Die SPD hat es nicht leicht. Eben noch hieß es: Sorgt für Minderheiten in Spitzenpositionen, Frauen, Schwule, Transen, fördert die Emanzipation und schafft das urbane, aufgeklärte, autonome Individuum, den neuen Menschen des 21. Jahrhunderts! Und jetzt steht wieder der schuftende kleine Mann im Mittelpunkt. Der Würseler von gegenüber, die Familie, in der Vater und Mutter ihren Nachwuchs anständig großziehen wollen (und sollen). Rein in die Kartoffeln, raus aus den Kartoffeln. Wer kennt sich da noch aus?
Was sich sagen läßt: Manchen Auswüchsen geht es an den Kragen. Immer ein Zeichen, daß allmählich Schluß ist mit lustig. Man könnte daher auch der Ansicht sein, die Juristin und frühere hessische SPD-Ministerin Christine Hohmann-Dennhardt verliere ihren Posten als Vorstand „Integrität und Recht“ bei der Volkswagen AG gerade zur rechten Zeit. Wenn da nicht die dumme Geschichte mit der Abfindung wäre. Für ihre 13 Wolfsburger Monate zahlt VW ihr nämlich „on top“ 12 bis 15 Millionen Euro. Ob so viel Geld gerechtfertigt ist?
Karrieresprünge mit dem Zeitgeist im Rücken
Hohmann-Dennhardt ist der Beweis dafür, wie prächtig es sich mit dem Zeitgeist im Rücken durchs Leben segeln läßt. Das Ressort „Integrität und Recht“ war ursprünglich 2011 bei Daimler eigens auf Druck aus den USA hin eingerichtet worden. Nach Bestechungsvorwürfen der US-Börsenaufsicht galt „Compliance“ – Gesetzestreue – als höchstes Gebot.
Böse Zungen behaupten seither, Hauptzweck der Übung sei, die Beweglichkeit der europäischen Konkurrenz auf den internationalen Märkten zu beschneiden. Im Herbst 2015, als in den USA der Abgas-Skandal aufgeflogen war, kam dann auch Volkswagen an die Reihe. Integrität und Recht genossen endgültig Oberwasser. Es war ein Entgegenkommen der Stuttgarter, daß Hohmann-Dennhardt ihren Vertrag vorzeitig beenden konnte und nach Wolfsburg ging.
Die Autobauer schlugen bei der Gelegenheit zwei Fliegen mit einer Klappe.
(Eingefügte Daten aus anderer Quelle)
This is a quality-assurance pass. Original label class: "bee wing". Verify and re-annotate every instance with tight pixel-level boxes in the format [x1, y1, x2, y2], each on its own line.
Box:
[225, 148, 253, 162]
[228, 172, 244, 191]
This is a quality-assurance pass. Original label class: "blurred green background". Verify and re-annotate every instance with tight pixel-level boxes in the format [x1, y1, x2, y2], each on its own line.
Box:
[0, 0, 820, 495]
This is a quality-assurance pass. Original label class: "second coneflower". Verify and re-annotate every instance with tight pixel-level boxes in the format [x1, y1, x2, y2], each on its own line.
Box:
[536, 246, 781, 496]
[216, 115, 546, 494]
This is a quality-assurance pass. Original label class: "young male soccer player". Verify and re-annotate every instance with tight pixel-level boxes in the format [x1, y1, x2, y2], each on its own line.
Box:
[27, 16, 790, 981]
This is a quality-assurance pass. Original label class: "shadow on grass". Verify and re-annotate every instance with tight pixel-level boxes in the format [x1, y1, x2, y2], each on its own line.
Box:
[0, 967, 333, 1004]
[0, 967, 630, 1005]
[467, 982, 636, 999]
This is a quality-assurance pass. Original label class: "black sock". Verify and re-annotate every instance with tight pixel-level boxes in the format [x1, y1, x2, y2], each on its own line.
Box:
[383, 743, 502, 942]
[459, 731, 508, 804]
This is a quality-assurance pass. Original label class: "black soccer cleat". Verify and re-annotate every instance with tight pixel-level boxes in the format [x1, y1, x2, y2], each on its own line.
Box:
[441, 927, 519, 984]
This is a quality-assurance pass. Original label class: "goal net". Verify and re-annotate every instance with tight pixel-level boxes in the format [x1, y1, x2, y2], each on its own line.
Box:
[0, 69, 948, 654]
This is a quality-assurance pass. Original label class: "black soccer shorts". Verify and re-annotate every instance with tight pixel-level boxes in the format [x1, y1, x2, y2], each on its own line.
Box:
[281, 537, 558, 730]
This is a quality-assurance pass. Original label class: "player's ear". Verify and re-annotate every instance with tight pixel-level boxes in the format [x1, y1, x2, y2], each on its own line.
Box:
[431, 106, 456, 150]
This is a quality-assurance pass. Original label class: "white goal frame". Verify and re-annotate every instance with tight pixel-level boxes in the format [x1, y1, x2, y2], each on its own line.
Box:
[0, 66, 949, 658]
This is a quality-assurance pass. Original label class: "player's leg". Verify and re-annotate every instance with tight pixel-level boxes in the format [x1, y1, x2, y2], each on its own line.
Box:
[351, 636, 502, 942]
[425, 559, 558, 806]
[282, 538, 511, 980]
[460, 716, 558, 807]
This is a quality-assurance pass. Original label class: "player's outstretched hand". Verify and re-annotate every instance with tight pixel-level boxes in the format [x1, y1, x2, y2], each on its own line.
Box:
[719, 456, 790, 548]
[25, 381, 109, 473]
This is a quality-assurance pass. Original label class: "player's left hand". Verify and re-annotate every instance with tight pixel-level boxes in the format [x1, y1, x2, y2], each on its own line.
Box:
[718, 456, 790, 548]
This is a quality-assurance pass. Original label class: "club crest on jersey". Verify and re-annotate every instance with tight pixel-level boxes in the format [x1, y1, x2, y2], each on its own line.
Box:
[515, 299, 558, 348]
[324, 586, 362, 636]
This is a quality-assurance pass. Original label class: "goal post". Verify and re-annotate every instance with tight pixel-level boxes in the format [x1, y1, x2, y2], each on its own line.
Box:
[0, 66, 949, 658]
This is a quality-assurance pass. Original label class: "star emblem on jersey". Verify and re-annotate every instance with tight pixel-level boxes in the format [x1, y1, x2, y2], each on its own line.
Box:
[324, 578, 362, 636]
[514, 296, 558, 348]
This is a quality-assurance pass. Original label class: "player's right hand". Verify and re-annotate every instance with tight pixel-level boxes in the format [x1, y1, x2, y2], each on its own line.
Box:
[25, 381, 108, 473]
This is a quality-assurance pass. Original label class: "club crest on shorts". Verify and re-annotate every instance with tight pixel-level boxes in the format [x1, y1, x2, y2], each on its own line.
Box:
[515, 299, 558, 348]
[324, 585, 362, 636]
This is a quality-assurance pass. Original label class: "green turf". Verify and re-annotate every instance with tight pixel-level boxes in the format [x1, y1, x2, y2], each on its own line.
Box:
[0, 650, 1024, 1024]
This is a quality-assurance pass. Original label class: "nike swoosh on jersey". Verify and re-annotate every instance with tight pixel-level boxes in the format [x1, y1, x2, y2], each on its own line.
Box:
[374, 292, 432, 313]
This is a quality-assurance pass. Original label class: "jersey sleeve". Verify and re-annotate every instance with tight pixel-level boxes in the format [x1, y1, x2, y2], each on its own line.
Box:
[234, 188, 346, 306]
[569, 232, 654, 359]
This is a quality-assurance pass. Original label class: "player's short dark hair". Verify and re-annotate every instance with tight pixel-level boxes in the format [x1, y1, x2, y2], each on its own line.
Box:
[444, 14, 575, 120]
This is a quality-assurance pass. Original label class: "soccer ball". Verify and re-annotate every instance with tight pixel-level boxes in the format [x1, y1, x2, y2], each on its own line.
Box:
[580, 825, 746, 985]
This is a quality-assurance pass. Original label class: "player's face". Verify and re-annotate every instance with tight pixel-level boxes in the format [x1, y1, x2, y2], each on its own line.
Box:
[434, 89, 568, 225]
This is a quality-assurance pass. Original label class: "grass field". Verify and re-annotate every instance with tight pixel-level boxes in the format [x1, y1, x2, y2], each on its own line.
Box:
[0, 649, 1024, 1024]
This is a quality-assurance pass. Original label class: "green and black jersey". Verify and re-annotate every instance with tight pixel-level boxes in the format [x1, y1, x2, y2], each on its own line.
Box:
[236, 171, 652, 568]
Nicht nur in Sachen „Compliance“, auch beim Anteil weiblicher Vorstände wurden Punkte gemacht. Pech nur, daß der niedersächsische SPD-Wirtschaftsminister und VW-Aufsichtsrat Olaf Lies Ende 2015, als der Anstellungsvertrag mit Hohmann-Dennhardt ausgearbeitet wurde, nichts von der „populistischen Wende“ des heutigen Kanzlerkandidaten Martin Schulz wußte.
Glaubwürdigkeitsproblem der SPD
Woher auch? Sonst hätte er vielleicht gezögert, die großzügige Abfindungsvereinbarung für Hohmann-Dennhardt durchzuwinken. Jetzt kann Schulz, während er gegen überzogene Vorstandsbezüge und soziale Ungleichheit wettert, für die Würseler Doppelverdiener eintritt und ihr Recht auf ein anständiges Netto, zusehen, wie seiner Parteifreundin die Millionen überwiesen werden.
Der Vorgang veranschaulicht die Bredouille, in der beide Ex-Volksparteien stecken. Plötzlich bemerkt man erstaunt: Die Zielgruppe „potentielle weibliche Aufsichtsräte“ reicht von der Größe her für Wahlsiege gar nicht hin. Und dasselbe gilt für alle anderen Minderheiten. Was hinzukommt: Die Mehrheit, das Stimmvieh, fühlt sich irgendwann verarscht. Dieser Zustand ist längst eingetreten. Ob die Wähler der alten Mutter SPD je wieder abnehmen, daß ihr die Aldi-Kassiererin näher am Herzen liegt als die emanzipierte Frau Professor? Christine Hohmann-Dennhardt ist ihrer Partei da jedenfalls keine Hilfe.